Every year, the Global Footprint Network calculates the number of days when humanity’s demand for ecological resources and services exceeds what the Earth can regenerate in a year.
This year, Earth Overshoot Day came on July 29, meaning that humans are on track to consume 1.6 Earths rather than have a sustainable one.
Last year, in the midst of the COVID-19 pandemic, it came on Aug. 22, three weeks later than in 2019, proving that people can reduce their global carbon footprint and ecological burden.
Back in the 1970s, Earth Overshoot Day fell in December, when people largely lived within their means and did not rob the future.
SUSTAINABILITY
By encouraging higher education and imposing sensible regulations, a Department of the Future would help to incentivize a deeper morality, instead of greed and a preoccupation with Now. Composed of scientists, humanists, historians and Aboriginal elders, it would beckon people to climb a higher peak than the Mountain of More.
The department would end, or at least mitigate, what the author Naomi Klein calls the “intergenerational theft” of anthropogenic climate change, and in its place, develop a blueprint for green energy revolution and regeneration that makes fossil fuels obsolete. It is not without precedent.
About 300 years ago, the Iroquois required their leaders to take into account how their actions would affect the “unborn of the future Nation.” This “seventh generation rule” looked equally far into the past as it did into the future, from one’s great-grandparents to one’s great-grandchildren — a perspective of about 150 years.
For too long, humans have been shortsighted and mistaken cleverness for wisdom. As a result, many of their solutions have later become vexing problems: non-biodegradable microfibers ingested by fish everywhere, plastics filling the stomachs of sea turtles and whales that starve to death, lead-based paints and other compounds that sicken and kill children, cancerous “forever chemicals” in the ground water and sunscreens that bleach coral reefs. All were regarded as wondrous until time gave people clarity and a cause for alarm, changing the equation.

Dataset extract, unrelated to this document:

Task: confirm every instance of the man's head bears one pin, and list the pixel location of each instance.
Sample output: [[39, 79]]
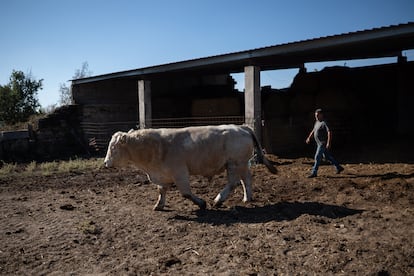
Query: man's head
[[319, 114]]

UN Secretary-General Antonio Guterres calls the latest report from the Intergovernmental Panel on Climate Change a “code red for humanity.”
The main culprit: people’s addiction to fossil fuels.

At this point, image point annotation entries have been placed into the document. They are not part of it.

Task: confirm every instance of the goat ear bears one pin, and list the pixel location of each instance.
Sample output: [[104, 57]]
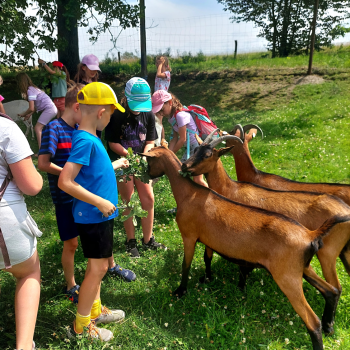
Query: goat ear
[[224, 150], [199, 140], [251, 134]]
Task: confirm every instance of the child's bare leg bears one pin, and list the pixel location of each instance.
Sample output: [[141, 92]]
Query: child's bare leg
[[69, 248], [90, 288], [26, 300], [146, 195]]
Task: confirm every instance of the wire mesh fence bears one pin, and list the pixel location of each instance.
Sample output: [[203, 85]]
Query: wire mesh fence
[[209, 34]]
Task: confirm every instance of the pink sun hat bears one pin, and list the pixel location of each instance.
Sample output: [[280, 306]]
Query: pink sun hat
[[158, 100], [91, 61]]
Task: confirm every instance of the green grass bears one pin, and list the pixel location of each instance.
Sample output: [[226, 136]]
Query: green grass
[[306, 130]]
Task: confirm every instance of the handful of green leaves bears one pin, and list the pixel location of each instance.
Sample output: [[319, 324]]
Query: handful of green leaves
[[135, 209], [138, 167]]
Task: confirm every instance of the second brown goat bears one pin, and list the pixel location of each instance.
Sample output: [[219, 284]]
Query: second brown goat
[[309, 209], [245, 235]]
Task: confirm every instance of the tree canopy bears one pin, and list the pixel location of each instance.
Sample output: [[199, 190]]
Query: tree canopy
[[287, 24], [22, 34]]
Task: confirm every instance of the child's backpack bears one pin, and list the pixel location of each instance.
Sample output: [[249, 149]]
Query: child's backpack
[[203, 122]]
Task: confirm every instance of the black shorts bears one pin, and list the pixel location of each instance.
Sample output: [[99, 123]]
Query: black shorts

This is why US President Biden, facing severe threats to Americans’ democracy and their livable Earth, must do what has never been done. He must look deeper into the past and clearer into the future than any US president ever has.
He must summon the lessons of history and the progress paradox, listen to science, create jobs (so far so good) and improve the lives of as many Americans as possible. To accomplish this, he must employ wisdom, science, decency, hope and truth — and more than a little grit.
“The future depends on what you do today,” Gandhi said.
By taking a hard look at humanity’s troubled past, and learning from it, people can create a Department of the Future that will help them to achieve the long view. Escaping shortsightedness will make people better caretakers of democracy, the planet and their great-grandchildren’s tomorrows.
The future is out there, looking back and asking people — begging them — to see beyond themselves.
Kim Heacox is an author and National Outdoor Book Award winner.